The impact of MRTF inhibition on whole kidney expression of various fibrogenic cytokines during UUO. (a–e) Renal TGFβ1 expression. Whole kidney extracts were prepared from sham, 3-day UUO and CCG 1423-treated UUO mice as in Fig. 4, and TGFβ mRNA (a) and protein (b,c) levels were determined by qPCR (mean ± S.D., n = 5/per group) (a) and western blotting (b) followed by densitometry (c), respectively. TGFβ1 protein expression was normalized to tubulin (Tub) in the same samples. The representative blot shows the result from 3 animals from each group. (Quantitation, n = 4–6/group).

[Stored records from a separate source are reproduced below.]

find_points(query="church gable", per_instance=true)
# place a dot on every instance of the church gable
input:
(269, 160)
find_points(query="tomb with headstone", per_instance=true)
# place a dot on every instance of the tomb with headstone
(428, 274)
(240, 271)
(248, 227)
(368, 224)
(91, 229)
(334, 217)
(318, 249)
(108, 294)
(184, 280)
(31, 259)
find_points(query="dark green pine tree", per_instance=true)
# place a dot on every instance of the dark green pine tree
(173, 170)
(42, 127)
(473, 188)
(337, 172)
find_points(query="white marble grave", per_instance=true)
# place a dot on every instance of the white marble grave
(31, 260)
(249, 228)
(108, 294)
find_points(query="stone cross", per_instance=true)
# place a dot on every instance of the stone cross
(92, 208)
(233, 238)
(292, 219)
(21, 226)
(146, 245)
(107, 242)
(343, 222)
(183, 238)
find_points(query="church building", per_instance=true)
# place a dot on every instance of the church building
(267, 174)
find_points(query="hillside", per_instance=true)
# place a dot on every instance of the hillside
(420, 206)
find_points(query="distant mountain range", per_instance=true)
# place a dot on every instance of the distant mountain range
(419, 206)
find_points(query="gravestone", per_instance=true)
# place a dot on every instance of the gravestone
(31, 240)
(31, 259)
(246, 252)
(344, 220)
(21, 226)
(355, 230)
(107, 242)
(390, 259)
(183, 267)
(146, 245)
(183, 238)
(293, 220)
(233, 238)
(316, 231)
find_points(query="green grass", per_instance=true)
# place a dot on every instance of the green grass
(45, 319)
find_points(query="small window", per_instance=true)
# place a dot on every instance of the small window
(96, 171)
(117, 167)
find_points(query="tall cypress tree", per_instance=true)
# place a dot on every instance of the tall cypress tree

Note that two bands were visualized, likely corresponding to pro- and mature forms of TGFβ; both bands were quantified by densitometry. To assess localization, kidney sections were stained for TGFβ (d) and the staining intensities were quantified by determining the pixel percentage above background as in Fig. 4. Bar: 200 μm. The mRNA levels for other fibrogenic cytokines, namely CTGF (f), PDGF (g) and IHH (h) were determined from the same samples by qPCR (mean ± S.D., n = 3–5/per group). Note that UUO caused a significant increase in the expression of all investigated cytokines, of which the increases in TGFβ1 and CTGF expression were significantly attenuated by MRTF inhibition.